In October 1989, Gophers baseball coach John Anderson went into the Siebert Field grandstand and spoke to some scouts who'd turned out for one of his team's fall scrimmages.
Listen, Anderson said, there's a new kid on campus from Latin America. He hopes to walk on this year. Let me know what you think.
What Anderson knew, and the scouts didn't, was that the kid already had reached the majors. The kid was Omar Vizquel, the same guy who passed Babe Ruth on the career hits list this week.
Vizquel was a rookie with the Mariners in 1989, under manager Jim Lefebvre. The defensive prowess that would eventually earn Vizquel 11 Gold Gloves at shortstop was obvious, but the little guy batted .220 in 143 games and needed more meat on his bones.
Lefebvre's son, Ryan, was headed to the University of Minnesota that fall as a freshman. Seattle finished the season at the Metrodome, so the elder Lefebvre suggested Vizquel spend two weeks on campus, focusing on strength and conditioning.
"It was a great experience because I never had been in a university here in the United States," Vizquel said. "I wanted to see how the players prepared. I met some great guys. I met Coach John Anderson, who was a great guy, too."
Vizquel showed up for his first Gophers practice wearing Mariners gear. By Day 2, he had visited the equipment room and was decked out in maroon and gold.
"He just blended in like one of the guys; it was remarkable," said Ryan Lefebvre, now a broadcaster for the Royals. "He played in all of our intrasquad games, and he used the aluminum bat, too.
"Now, he wasn't The Omar Vizquel yet, but the tricks he could do with his glove and the ball -- I mean it just amazed the guys. He would do them over and over for them."
Vizquel walked the campus and visited classrooms. He attended the homecoming bonfire. He went to a Vikings game.
But the day Anderson talked to the scouts, Vizquel didn't impress.
"Of course, they shredded the guy," Anderson said, chuckling at their comments. "His arm's too short. He's too small. Yeah, he's got pretty good hands, maybe you can make something out of him.
"I said, 'C'mon, this guy's a major league shortstop. This is Omar Vizquel.' They said, 'No way!'"
Now 45, Vizquel has continued baffling onlookers through 24 major league seasons. This will be his last. Playing for Toronto, he continued building his Hall of Fame résumé Wednesday, notching career hits No. 2,873 and 2,874 at Yankee Stadium to tie and then pass Ruth.
"I did all right," Vizquel said. "I would never imagine I was going to stick around the game this long and have all the records and everything that I have accomplished for my career. I weigh 175 pounds, and I'm still 5-9, so I'm not one of these big power hitters that stay in the big leagues because of my bat."

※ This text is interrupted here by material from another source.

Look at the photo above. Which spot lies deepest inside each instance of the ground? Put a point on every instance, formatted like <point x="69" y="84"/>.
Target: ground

He stayed by being one of the best defensive players of all time. Ozzie Smith is the only shortstop to win more Gold Glove Awards with 13.
"I've heard a lot of scouts say he was the best at bare-handing the ball of anybody they've ever seen," Ryan Lefebvre said. "He would come in bare-handing plays, charging just like it was his glove. The final out for Chris Bosio's no-hitter with the Mariners [in 1993 against Boston], he barehanded the ball. That's how confident he was."
Vizquel said he often played without a glove while growing up in Caracas, Venezuela. How did his hands get so quick?
"I played on a lot of bad fields," Vizquel said.
In tribute, Anderson had a Gophers jersey made with Vizquel's name and No. 13, sending it with the Twins to pass along when the teams meet in the season's final series in Toronto.
"I just wrote him a little note and told him congrats on a great career," Anderson. "I'm glad we didn't screw it up back in 1989."